The General Fono was given a national law-making power in 1996. While Tokelau does not have a general power to determine its own foreign policy, NZ supports Tokelau’s aspirations to become more involved with other countries or to join regional or international organisations in its own right, wherever possible. Consequently in 1996 Tokelau entered into a Memorandum of Understanding with the Government of Tuvalu and followed in 2003 by a Co-operation Arrangement with the Government of Samoa.
In 2003 the Principles of Partnership was signed which summarises the political relationship between Tokelau and New Zealand and how New Zealand has agreed to support Tokelau in her regional and international engagements.
Tokelau is committed to contribute positively to regional and international relations of the Forum and its members. As a territory, our membership in other regional and international organisations has been curtailed, but this has not stopped Tokelau from participating in activities of regional importance. Tokelau is an associate member of UN FAO and we have full membership to USP. We also have full membership in the Pacific Islands Forum Fisheries Agency (FFA). In fact Tokelau is the current chair of the Forum Fisheries Committee (FFC) and the annual meeting for this committee was held in Atafu 1 – 3 July 2014.
Tokelau participates actively, as much as we are able in these organisations, given the constraints on membership in some. With humility we submit that Tokelau has much that it can contribute with its experiences in areas such as energy, fisheries and conservation. Tokelau believes that membership in the Forum provides an opportunity for lessons learned from our development activities to be shared with potential benefit from such conversations.

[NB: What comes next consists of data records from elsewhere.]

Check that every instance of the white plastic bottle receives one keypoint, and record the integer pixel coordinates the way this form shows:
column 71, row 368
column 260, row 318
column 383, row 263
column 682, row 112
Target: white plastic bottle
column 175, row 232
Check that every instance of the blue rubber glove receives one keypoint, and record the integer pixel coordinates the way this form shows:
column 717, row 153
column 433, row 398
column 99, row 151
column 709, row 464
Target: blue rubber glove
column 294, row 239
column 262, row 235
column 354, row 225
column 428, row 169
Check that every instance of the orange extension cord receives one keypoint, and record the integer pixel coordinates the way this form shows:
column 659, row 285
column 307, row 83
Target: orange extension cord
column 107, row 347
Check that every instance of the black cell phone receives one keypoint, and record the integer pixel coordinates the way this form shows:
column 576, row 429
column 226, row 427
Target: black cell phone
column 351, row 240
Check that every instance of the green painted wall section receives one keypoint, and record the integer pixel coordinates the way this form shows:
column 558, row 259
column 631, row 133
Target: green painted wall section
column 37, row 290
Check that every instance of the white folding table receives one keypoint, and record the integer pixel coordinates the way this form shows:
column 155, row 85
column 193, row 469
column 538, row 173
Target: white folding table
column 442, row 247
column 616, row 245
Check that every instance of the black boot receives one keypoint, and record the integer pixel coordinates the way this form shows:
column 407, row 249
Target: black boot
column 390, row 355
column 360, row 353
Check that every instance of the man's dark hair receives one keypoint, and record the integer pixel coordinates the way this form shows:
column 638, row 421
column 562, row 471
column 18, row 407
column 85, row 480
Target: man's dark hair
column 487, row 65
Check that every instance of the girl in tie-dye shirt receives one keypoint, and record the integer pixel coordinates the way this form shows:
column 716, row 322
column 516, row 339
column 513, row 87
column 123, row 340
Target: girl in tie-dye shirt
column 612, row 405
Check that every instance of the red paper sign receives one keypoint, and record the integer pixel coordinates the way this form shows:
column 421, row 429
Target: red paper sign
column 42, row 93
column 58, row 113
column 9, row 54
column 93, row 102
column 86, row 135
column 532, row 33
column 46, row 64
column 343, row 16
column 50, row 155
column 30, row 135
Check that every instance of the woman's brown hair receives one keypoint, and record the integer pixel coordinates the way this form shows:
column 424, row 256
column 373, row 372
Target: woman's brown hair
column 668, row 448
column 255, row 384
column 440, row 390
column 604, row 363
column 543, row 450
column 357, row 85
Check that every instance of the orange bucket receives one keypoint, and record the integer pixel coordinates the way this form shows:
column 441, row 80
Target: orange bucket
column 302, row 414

The Pacific region is diverse and complex. However, its extensive oceanic and land-based natural and mineral resources are of considerable global significance, as are its spatial and political geography for other, mostly security reasons. The Pacific Plan Review suggests that Pacific regionalism is a “pan-Pacific political discussion about values, vulnerabilities and dependencies that must be resolved through political choice and policy measures’ and further adds that “it is a discussion that needs to hear Pacific citizens’ collective voices.” Tokelau humbly submits that its voice would add value to this political discussion.
Up to this time restrictions in its membership have not diminished Tokelau’s willingness to supporting from afar the vision and purpose for regional development which the Leaders of the Pacific articulate through the implementation of the Pacific Plan and in the future the Pacific Framework and Forum activities.
Tokelau hopes that her application for Associate Membership to the Forum will be considered positively by members.